According to this survey, half of the inmates in East Gojjam prisons suffer from depression. In comparison to their counterparts, convicts who had no work in jail, had a history of mental illness, had a lower monthly income, and worried about life after prison were more likely to develop depression. According to the findings of this study, all prisoners who are severely depressed should be treated and assisted in their rehabilitation. Prisoners must be involved in work and given more opportunities to earn money. Prison administration officers must teach poisoners how to live their lives after they are released from prison. The assigned professionals in prison who provide counseling should address effective counseling, screening, and evaluating the depression status of the prisoners. It would be preferable if special training and counseling were provided for prisoners with a history of mental illness as well as those who have been incarcerated for an extended period of time.
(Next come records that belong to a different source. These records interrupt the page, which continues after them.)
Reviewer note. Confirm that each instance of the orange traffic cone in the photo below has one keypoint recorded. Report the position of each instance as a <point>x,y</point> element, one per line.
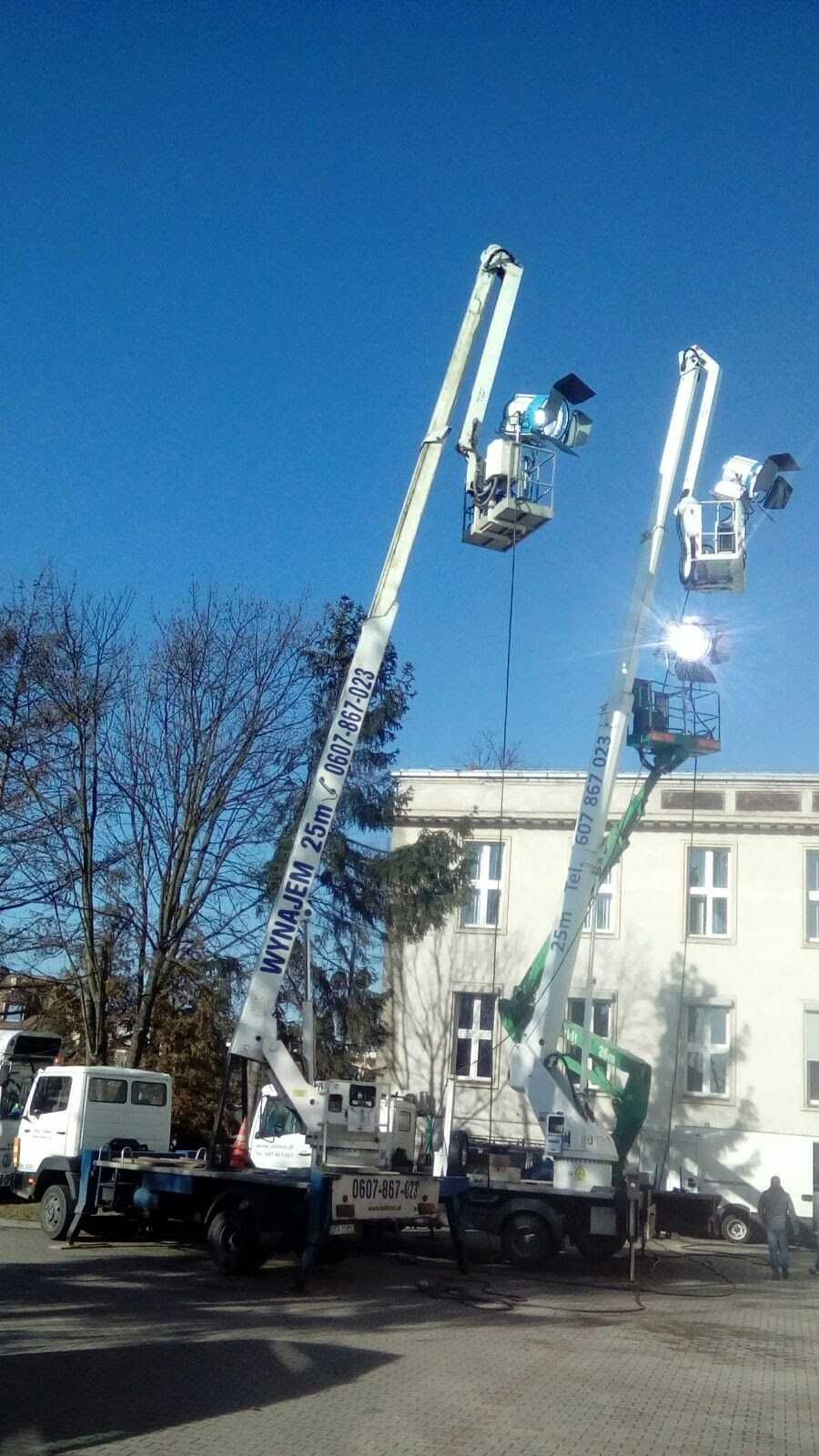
<point>241,1152</point>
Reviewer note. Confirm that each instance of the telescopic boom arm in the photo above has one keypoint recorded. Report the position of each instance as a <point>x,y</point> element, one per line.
<point>256,1037</point>
<point>532,1067</point>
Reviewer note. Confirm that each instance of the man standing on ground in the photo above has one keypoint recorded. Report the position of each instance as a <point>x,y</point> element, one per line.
<point>775,1208</point>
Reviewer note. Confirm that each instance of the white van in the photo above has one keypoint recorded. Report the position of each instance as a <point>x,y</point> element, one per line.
<point>738,1165</point>
<point>75,1110</point>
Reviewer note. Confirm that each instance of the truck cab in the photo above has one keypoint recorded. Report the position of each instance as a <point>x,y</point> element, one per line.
<point>22,1055</point>
<point>75,1110</point>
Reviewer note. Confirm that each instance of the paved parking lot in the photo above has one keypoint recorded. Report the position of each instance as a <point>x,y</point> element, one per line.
<point>120,1349</point>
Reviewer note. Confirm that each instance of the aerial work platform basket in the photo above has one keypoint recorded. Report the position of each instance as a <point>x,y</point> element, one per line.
<point>513,499</point>
<point>672,720</point>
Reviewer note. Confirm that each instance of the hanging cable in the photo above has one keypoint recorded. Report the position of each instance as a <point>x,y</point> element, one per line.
<point>662,1167</point>
<point>511,619</point>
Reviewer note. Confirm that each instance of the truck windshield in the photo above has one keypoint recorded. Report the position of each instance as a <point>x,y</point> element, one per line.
<point>14,1096</point>
<point>278,1118</point>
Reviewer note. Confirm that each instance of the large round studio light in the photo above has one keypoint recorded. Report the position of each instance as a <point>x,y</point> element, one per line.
<point>690,641</point>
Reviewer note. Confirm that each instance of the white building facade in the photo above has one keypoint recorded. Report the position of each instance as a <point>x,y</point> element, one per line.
<point>705,958</point>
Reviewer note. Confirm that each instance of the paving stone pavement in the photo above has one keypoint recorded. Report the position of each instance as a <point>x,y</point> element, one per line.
<point>123,1349</point>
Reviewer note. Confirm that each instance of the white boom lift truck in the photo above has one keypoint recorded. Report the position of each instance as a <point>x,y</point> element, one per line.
<point>508,499</point>
<point>22,1055</point>
<point>339,1154</point>
<point>579,1190</point>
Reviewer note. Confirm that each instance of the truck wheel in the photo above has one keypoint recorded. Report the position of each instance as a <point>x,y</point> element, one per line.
<point>526,1241</point>
<point>232,1244</point>
<point>56,1212</point>
<point>596,1249</point>
<point>458,1157</point>
<point>734,1227</point>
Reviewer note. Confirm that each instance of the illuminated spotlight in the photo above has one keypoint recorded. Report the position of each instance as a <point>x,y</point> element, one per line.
<point>690,645</point>
<point>551,419</point>
<point>688,640</point>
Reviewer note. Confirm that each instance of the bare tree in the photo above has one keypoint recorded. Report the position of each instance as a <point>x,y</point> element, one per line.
<point>75,673</point>
<point>26,732</point>
<point>212,737</point>
<point>489,752</point>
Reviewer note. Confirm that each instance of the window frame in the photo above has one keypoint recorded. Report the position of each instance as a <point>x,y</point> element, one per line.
<point>709,893</point>
<point>474,1034</point>
<point>807,895</point>
<point>608,895</point>
<point>486,885</point>
<point>598,999</point>
<point>811,1104</point>
<point>707,1094</point>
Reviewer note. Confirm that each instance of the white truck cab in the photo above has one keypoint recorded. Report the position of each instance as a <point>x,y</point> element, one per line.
<point>73,1110</point>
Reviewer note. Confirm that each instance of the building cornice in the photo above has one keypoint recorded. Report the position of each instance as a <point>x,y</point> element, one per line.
<point>567,822</point>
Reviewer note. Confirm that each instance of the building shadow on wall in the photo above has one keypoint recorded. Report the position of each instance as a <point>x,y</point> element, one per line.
<point>688,1130</point>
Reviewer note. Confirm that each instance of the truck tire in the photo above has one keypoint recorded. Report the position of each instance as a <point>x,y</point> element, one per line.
<point>56,1210</point>
<point>526,1241</point>
<point>596,1249</point>
<point>734,1227</point>
<point>458,1157</point>
<point>232,1242</point>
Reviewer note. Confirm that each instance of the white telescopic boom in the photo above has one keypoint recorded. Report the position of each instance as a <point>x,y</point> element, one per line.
<point>256,1036</point>
<point>542,1033</point>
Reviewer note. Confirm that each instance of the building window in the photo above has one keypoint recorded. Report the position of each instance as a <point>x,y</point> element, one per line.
<point>601,1014</point>
<point>602,907</point>
<point>812,1057</point>
<point>474,1023</point>
<point>812,895</point>
<point>707,1050</point>
<point>482,902</point>
<point>709,892</point>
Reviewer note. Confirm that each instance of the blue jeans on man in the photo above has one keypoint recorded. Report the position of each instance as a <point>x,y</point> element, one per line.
<point>778,1251</point>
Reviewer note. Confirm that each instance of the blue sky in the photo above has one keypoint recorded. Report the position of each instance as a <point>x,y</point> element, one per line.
<point>239,240</point>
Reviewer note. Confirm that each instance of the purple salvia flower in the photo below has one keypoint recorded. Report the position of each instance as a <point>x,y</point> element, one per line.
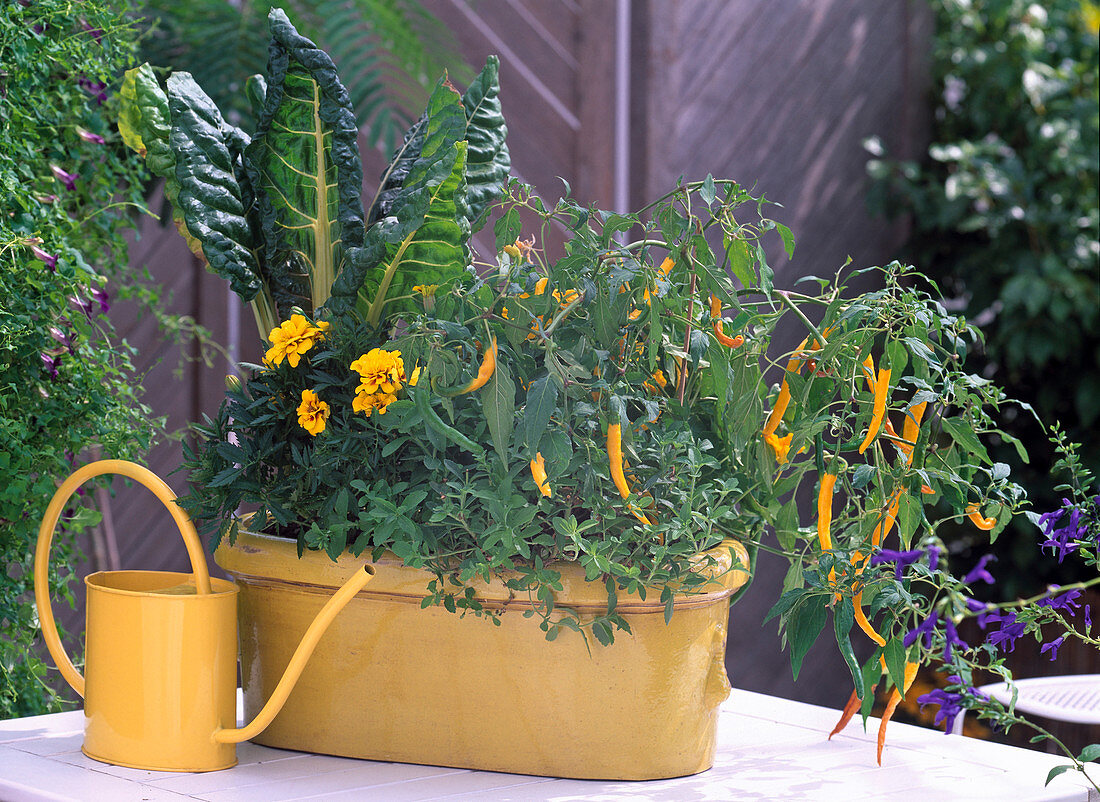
<point>1011,630</point>
<point>979,572</point>
<point>86,306</point>
<point>952,639</point>
<point>67,178</point>
<point>950,705</point>
<point>1067,601</point>
<point>50,259</point>
<point>1053,647</point>
<point>89,136</point>
<point>901,559</point>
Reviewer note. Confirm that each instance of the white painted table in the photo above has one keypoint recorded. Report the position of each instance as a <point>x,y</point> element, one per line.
<point>768,749</point>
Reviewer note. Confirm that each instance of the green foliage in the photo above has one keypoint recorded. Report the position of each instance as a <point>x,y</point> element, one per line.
<point>388,51</point>
<point>1004,208</point>
<point>279,213</point>
<point>57,57</point>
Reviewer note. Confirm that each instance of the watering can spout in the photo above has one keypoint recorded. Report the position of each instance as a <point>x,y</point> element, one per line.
<point>161,649</point>
<point>298,660</point>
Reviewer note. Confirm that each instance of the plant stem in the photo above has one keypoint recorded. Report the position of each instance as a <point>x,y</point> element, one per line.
<point>790,305</point>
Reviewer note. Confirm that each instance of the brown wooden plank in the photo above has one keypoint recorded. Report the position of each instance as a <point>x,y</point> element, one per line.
<point>593,171</point>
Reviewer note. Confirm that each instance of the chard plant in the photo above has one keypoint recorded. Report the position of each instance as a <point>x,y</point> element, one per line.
<point>620,406</point>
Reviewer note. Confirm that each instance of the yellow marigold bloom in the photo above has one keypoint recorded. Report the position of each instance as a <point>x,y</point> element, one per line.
<point>369,402</point>
<point>780,445</point>
<point>312,413</point>
<point>380,371</point>
<point>293,338</point>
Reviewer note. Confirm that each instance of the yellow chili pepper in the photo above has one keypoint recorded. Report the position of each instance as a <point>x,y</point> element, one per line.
<point>881,386</point>
<point>892,704</point>
<point>975,515</point>
<point>861,621</point>
<point>825,511</point>
<point>484,373</point>
<point>912,428</point>
<point>615,458</point>
<point>616,463</point>
<point>539,474</point>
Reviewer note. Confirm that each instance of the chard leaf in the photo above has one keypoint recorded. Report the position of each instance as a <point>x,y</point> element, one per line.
<point>304,167</point>
<point>145,123</point>
<point>209,197</point>
<point>424,240</point>
<point>487,160</point>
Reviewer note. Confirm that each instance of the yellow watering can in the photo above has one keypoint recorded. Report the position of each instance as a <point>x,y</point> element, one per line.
<point>161,650</point>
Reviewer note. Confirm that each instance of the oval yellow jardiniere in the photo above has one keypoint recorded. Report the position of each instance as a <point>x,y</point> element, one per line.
<point>393,681</point>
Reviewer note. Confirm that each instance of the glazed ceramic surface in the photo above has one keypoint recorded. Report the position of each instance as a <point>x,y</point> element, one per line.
<point>393,681</point>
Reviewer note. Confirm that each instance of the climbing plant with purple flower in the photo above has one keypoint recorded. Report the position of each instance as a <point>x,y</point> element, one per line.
<point>66,184</point>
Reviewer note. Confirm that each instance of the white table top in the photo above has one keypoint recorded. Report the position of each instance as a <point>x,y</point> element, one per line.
<point>769,748</point>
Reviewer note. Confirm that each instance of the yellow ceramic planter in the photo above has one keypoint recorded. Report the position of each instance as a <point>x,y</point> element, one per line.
<point>393,681</point>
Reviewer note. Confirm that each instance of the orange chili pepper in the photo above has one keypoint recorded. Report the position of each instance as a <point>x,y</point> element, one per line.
<point>484,373</point>
<point>912,428</point>
<point>892,704</point>
<point>976,518</point>
<point>825,517</point>
<point>848,712</point>
<point>539,474</point>
<point>861,621</point>
<point>616,464</point>
<point>881,386</point>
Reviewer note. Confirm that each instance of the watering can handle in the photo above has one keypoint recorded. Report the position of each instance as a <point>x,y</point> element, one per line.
<point>161,490</point>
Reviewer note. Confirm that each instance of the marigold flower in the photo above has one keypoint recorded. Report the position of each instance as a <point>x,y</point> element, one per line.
<point>380,371</point>
<point>293,338</point>
<point>369,402</point>
<point>312,413</point>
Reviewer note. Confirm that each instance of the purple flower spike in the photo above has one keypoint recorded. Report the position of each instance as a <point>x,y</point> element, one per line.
<point>67,178</point>
<point>952,639</point>
<point>901,559</point>
<point>1011,630</point>
<point>50,259</point>
<point>950,705</point>
<point>979,572</point>
<point>1053,648</point>
<point>89,136</point>
<point>1067,601</point>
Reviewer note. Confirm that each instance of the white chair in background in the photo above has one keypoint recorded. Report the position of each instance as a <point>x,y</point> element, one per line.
<point>1065,699</point>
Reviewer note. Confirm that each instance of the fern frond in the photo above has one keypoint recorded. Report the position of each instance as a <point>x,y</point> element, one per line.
<point>388,52</point>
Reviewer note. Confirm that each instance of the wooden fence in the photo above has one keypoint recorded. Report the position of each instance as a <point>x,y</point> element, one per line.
<point>777,94</point>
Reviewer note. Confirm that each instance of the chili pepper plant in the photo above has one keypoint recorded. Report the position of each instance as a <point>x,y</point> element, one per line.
<point>598,387</point>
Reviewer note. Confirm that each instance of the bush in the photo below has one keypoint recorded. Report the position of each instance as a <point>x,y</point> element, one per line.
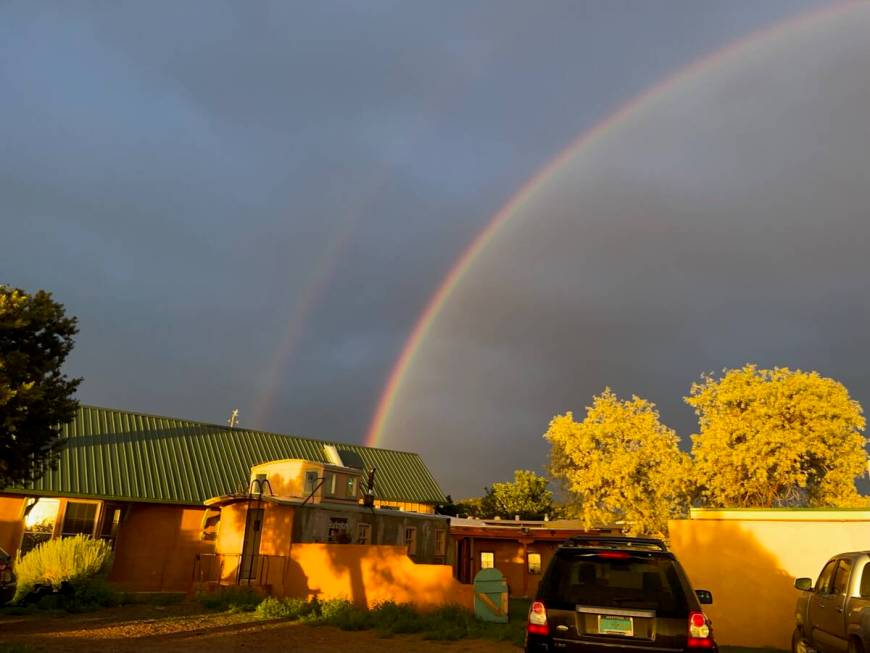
<point>75,566</point>
<point>233,599</point>
<point>344,614</point>
<point>391,618</point>
<point>284,608</point>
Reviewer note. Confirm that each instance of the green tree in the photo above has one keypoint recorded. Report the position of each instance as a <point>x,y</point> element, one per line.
<point>527,496</point>
<point>35,396</point>
<point>620,464</point>
<point>776,438</point>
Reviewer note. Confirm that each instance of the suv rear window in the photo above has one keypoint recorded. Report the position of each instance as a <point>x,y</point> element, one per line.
<point>641,582</point>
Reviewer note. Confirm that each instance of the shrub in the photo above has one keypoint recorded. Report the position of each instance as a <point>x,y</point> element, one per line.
<point>449,623</point>
<point>272,608</point>
<point>234,599</point>
<point>76,564</point>
<point>344,614</point>
<point>391,618</point>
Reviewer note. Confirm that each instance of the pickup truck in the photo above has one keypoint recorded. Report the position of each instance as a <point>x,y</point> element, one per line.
<point>834,613</point>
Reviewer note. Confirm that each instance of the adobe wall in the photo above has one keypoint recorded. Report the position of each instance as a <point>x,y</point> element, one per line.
<point>367,575</point>
<point>749,561</point>
<point>156,547</point>
<point>511,560</point>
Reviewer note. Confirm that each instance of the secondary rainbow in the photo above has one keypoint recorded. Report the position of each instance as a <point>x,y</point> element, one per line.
<point>527,191</point>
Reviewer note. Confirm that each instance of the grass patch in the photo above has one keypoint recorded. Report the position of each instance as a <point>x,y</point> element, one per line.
<point>66,574</point>
<point>231,599</point>
<point>447,623</point>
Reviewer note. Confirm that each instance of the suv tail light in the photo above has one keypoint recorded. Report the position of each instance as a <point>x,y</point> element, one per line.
<point>538,619</point>
<point>699,631</point>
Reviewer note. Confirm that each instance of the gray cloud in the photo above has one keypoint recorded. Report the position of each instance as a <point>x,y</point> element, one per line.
<point>182,175</point>
<point>726,223</point>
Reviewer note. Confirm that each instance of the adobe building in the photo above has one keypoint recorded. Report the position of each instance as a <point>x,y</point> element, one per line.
<point>521,550</point>
<point>142,482</point>
<point>310,529</point>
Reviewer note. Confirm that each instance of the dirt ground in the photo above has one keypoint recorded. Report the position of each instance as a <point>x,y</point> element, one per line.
<point>186,629</point>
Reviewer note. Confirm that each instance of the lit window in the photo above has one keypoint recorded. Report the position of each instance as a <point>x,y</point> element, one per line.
<point>337,530</point>
<point>111,523</point>
<point>440,542</point>
<point>411,540</point>
<point>39,522</point>
<point>310,483</point>
<point>78,518</point>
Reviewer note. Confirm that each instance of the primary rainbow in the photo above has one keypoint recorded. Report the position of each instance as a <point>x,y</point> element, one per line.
<point>527,191</point>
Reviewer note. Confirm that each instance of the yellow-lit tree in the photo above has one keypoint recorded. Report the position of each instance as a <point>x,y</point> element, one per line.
<point>776,438</point>
<point>620,464</point>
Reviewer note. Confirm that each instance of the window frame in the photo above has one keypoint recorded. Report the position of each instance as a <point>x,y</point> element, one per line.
<point>25,531</point>
<point>411,542</point>
<point>310,475</point>
<point>333,528</point>
<point>864,587</point>
<point>843,566</point>
<point>830,567</point>
<point>440,542</point>
<point>97,520</point>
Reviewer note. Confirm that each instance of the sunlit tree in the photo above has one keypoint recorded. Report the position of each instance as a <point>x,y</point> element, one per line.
<point>620,464</point>
<point>527,496</point>
<point>776,438</point>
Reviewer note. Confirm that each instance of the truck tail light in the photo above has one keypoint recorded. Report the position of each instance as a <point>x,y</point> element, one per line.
<point>699,631</point>
<point>538,619</point>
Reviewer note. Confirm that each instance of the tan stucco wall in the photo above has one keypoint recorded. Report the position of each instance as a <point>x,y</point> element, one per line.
<point>156,547</point>
<point>368,575</point>
<point>749,560</point>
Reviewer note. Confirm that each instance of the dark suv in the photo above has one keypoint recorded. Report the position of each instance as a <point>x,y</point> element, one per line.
<point>608,593</point>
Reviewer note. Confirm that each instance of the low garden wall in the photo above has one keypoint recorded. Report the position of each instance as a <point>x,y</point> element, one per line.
<point>750,558</point>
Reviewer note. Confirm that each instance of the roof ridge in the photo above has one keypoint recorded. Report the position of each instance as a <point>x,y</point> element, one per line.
<point>250,430</point>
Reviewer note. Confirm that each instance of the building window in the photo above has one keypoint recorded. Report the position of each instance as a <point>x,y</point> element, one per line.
<point>111,523</point>
<point>337,530</point>
<point>310,483</point>
<point>411,540</point>
<point>363,534</point>
<point>78,519</point>
<point>40,516</point>
<point>440,542</point>
<point>331,483</point>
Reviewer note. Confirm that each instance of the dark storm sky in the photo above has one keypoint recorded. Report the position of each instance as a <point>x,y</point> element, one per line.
<point>247,205</point>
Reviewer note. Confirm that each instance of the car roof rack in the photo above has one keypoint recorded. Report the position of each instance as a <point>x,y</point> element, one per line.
<point>615,542</point>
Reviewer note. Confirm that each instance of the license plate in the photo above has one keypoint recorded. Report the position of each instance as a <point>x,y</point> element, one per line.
<point>611,625</point>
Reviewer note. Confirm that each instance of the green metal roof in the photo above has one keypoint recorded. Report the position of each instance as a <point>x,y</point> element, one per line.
<point>125,455</point>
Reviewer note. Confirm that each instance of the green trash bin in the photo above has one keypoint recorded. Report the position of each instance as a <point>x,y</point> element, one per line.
<point>491,596</point>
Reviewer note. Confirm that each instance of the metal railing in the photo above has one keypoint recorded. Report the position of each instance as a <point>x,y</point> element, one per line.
<point>234,568</point>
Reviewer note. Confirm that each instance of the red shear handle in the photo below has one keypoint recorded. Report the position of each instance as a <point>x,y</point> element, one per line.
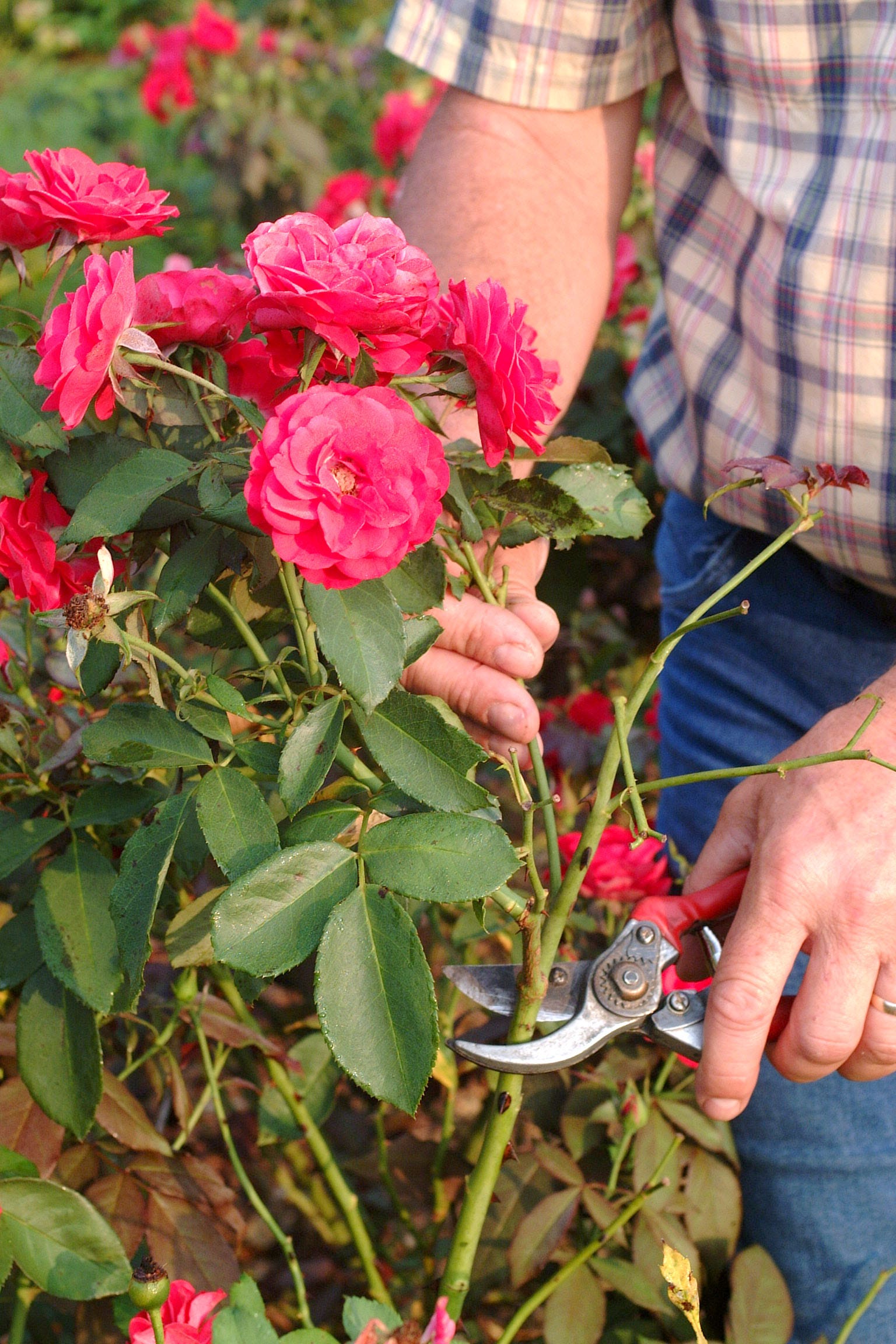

Nongovernmental organizations (NGOs), and the government would benefit from a greater emphasis on prisoner health.

Limitations of the study

Due to the nature of the cross-sectional study design, the study had its own limitations; it does not identify the temporal relationship between associated factors and depression. Because the study was conducted only in prisons, it does not generalize to the general population. Some of the reports were based on prior events, which can lead to recall bias. Alcohol drinking, Khat chewing, and other substances are delicate topics that might lead to social desirability bias.